また、フコースなどの特定の糖を腫瘍マーカーとする癌の診断方法が知られている(例えば、特許文献2参照)が、臓器特異性が不十分で膵癌を特異的に検出することはできなかった。
【0003】
膵臓リボヌクレアーゼ1は、膵臓が消化管に外分泌する糖タンパク質であり、一般的に健常人の血液中には膵臓リボヌクレアーゼ1は検出されない。しかし膵炎や膵癌等の病態においては、血液中に膵臓細胞由来のリボヌクレアーゼ1が検出されることを知られている。また健常人においても、血管内皮細胞などからリボヌクレアーゼ1が産生されていることが知られている。
【先行技術文献】
【特許文献】
【0004】
【特許文献1】特開2002−323499号公報
【特許文献2】特開2004−073012号公報
【発明の概要】
【発明が解決しようとする課題】
【0005】
本発明は、臓器特異性と感度に優れる膵癌の診断方法および膵癌の診断用キットを提供することを課題とする。
【課題を解決するための手段】
【0006】
本発明の第1の態様は、血液試料中の膵臓リボヌクレアーゼ1を認識するモノクローナル抗体または抗体断片である。前記モノクローナル抗体または抗体断片は、配列番号1のポリペプチドを抗原として得られることが好ましい。
また本発明の第2の態様は、溶液中の膵臓リボヌクレアーゼ1を認識し、かつ、担上に固定化した膵臓リボヌクレアーゼ1を認識しない抗体または抗体断片である。
また本発明の第3の態様は、受領番号FERM AP−21766のハイブリドーマ1-1Gまたは受領番号FERM AP−21767のハイブリドーマ1-2Aが産生する抗体である。
【0007】
本発明の第4の態様は、前記抗体または抗体断片と、被験体に由来する血液試料とを接触させる膵癌の診断方法である。前記膵癌の診断方法は、前記抗体または抗体断片を含む第1の認識物質を固定化した固定化担体に、被験体に由来する血液試料を接触させる第1の接触工程と、前記第1の接触工程後の固定化担体に、膵癌細胞由来の糖結合膵臓リボヌクレアーゼ1を認識する第2の認識物質を接触させる第2の接触工程と、前記第2の接触工程後に、前記固定化担体上の第2の認識物質を検出する検出工程と、前記検出工程における第2の認識物質の検出レベルに基づいて、膵癌細胞の存在を判定する工程を含むことが好ましい。

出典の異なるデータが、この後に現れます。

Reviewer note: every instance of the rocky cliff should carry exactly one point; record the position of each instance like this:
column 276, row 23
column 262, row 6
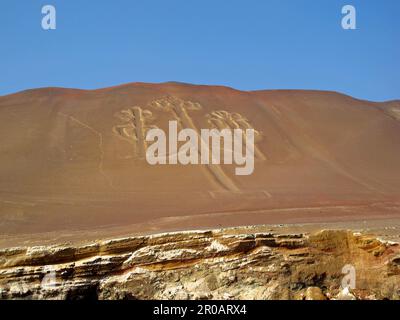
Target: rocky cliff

前記第2の認識物質は、フコースおよびシアル酸の少なくとも一方を認識するレクチンであることが好ましい。
【0008】
さらに本発明の第5の態様は、前記抗体および抗体断片の少なくとも1種を含む第1の認識物質と、膵癌細胞由来の糖結合膵臓リボヌクレアーゼ1を認識する第2の認識物質とを含む膵癌の診断用キットである。
【発明の効果】
【0009】
本発明によれば、臓器特異性と感度に優れる膵癌の診断方法および膵癌の診断用キットを提供することができる。
【発明を実施するための形態】
【0010】
本発明のモノクローナル抗体または抗体断片は、血液試料中の膵臓リボヌクレアーゼ1を特異的に認識する。前記膵臓リボヌクレアーゼ1はヒトに由来することが好ましい。また前記モノクローナル抗体または抗体断片は、下記表1に示した配列番号1のポリペプチドを認識することがより好ましい。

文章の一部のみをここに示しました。